Date: 02 April 2015
Upstaged Rating:
Secret Diaries, presented by Art with Heart, pays homage to our teenage years, the awkward time when you realise that life isn’t going to be as straight forward as you originally thought that it would be. When a thirty something year old Hayley returns home and starts to look through her old belongings, it doesn’t take much more than the smell of an old school polo shirt and the familiar sound of her cassette player to transport her, and us, back to the 80’s.
As Hayley reminisces over her teenage experiences, laughs, loves and losses – she reads excerpts from her diary which are then animated and brought to life by the cast of three. Hayley is played well by Sarah Emmott, managing to portray the ups and downs of teenage angst vividly, as we follow her coming of age but also, more poignantly, her coming out as a gay woman.
Hayley is flanked by her best friend Deb (Catherine Pugh), a mouthy teen with a wet perm. The two friends work well together on stage, writer Sarah Evans has created two well layered characters, that we can laugh at and sympathise with all at once. Hayley’s father also seems to struggle to find his feet in an ever-changing world, played by Michael Forrest, we can empathise with his sentiment although his performance does feel awkward at times. Some of the scenes between Hayley and her father, particularly towards the end of the play did seem to lose some momentum.
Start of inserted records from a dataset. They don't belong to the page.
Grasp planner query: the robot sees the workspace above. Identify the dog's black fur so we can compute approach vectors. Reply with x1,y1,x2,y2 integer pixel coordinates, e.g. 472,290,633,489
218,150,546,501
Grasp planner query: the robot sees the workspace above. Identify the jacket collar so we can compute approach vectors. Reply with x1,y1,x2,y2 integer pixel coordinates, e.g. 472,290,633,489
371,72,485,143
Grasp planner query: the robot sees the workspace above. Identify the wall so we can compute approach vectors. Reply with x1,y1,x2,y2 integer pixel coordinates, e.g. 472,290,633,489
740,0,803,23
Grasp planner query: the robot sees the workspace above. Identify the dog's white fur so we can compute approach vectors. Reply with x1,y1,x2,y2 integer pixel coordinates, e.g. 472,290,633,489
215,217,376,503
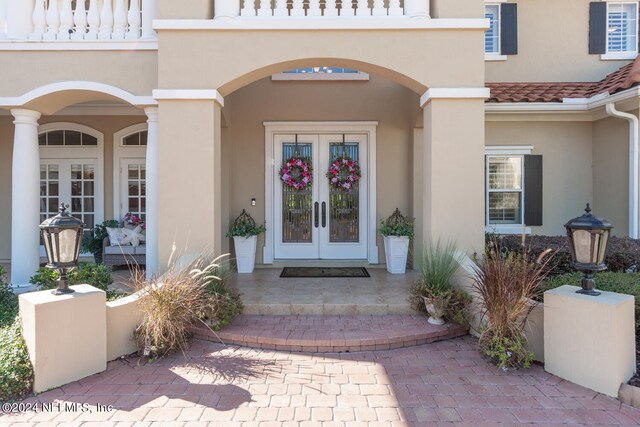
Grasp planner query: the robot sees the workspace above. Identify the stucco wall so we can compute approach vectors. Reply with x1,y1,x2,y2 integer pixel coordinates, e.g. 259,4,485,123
0,116,146,260
486,0,629,82
222,76,421,262
593,110,638,236
485,121,596,235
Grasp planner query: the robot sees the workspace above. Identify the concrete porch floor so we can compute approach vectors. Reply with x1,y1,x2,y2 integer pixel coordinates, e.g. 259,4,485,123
230,267,417,315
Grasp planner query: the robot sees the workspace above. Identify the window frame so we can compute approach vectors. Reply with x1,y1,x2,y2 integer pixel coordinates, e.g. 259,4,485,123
600,1,640,61
484,146,533,234
484,0,507,61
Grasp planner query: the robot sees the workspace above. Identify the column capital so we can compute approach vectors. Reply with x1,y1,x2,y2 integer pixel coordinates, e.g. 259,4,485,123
11,108,42,126
144,107,158,123
420,87,491,107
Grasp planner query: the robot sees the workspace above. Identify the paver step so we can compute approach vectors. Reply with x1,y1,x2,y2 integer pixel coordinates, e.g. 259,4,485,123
192,315,469,353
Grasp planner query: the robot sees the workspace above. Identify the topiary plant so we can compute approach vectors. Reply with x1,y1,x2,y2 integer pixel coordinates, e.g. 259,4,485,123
380,208,414,239
227,209,267,237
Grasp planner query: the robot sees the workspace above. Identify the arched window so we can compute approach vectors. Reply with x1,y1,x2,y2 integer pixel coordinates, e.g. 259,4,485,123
113,123,147,221
38,123,104,229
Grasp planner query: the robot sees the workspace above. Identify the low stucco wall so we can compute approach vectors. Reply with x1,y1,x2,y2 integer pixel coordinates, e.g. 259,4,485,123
107,292,142,360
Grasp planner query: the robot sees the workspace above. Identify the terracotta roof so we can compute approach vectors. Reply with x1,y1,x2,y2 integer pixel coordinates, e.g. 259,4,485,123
487,56,640,102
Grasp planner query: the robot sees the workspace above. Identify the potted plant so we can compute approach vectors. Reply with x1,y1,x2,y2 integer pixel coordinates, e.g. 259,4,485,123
380,208,413,274
411,241,470,325
80,219,119,264
227,209,266,273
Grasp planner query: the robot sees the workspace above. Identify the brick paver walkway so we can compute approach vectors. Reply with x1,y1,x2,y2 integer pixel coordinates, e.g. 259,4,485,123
0,337,640,427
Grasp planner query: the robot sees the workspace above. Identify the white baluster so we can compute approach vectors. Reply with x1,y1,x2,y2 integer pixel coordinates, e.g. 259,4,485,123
71,0,87,40
29,0,47,40
273,0,289,16
84,0,100,40
340,0,355,17
371,0,387,16
240,0,256,17
127,0,142,40
356,0,371,16
307,0,322,16
58,0,73,40
258,0,273,16
291,0,304,17
43,0,60,40
0,1,7,39
324,0,338,16
111,0,127,40
98,0,113,40
389,0,404,16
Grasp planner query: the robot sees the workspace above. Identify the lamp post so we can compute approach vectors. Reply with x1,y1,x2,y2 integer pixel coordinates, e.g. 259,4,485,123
564,203,613,296
40,203,84,295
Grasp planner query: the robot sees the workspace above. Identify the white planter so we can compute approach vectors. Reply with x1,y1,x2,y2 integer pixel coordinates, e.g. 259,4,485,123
384,236,409,274
214,0,240,19
233,236,258,273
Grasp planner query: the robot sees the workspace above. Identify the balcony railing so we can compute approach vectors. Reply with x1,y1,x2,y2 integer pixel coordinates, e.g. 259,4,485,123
215,0,429,18
0,0,156,41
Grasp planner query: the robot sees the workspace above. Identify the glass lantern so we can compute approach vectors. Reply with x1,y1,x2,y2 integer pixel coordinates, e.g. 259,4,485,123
564,203,613,296
40,203,84,295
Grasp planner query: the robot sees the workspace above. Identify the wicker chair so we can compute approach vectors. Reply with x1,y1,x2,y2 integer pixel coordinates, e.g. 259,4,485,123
102,237,147,266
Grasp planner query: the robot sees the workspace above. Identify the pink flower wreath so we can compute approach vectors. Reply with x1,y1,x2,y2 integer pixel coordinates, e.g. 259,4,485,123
280,156,313,190
327,156,362,193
Designer Lynsey Akehurst‘s stage design and soundtrack was a technical highlight and the star of the show for me. The flashbacks from the present to Hayley’s teenage years could have posed quite a challenge but Akehurst’s ingenious set design, 80’s soundtrack and speedy costume changes made light work of two decades. And Rachel Moorhouse‘s fluid direction ensured that the stage was swiftly changed to suggest a classroom, a teenage bedroom and a trusty old park bench with ease. Sound bites from a news reel signifying the Iron Curtain falling and snippets from the Band Aid II single all succeeded in suggesting the passage of time.
Secret Diaries is worth checking out for reminiscence purposes alone, packed full of guilty pleasures from the eighties and nineties, Sweater Shop jumpers and Smash Hits posters, that will make you smile and reminisce about your own experiences.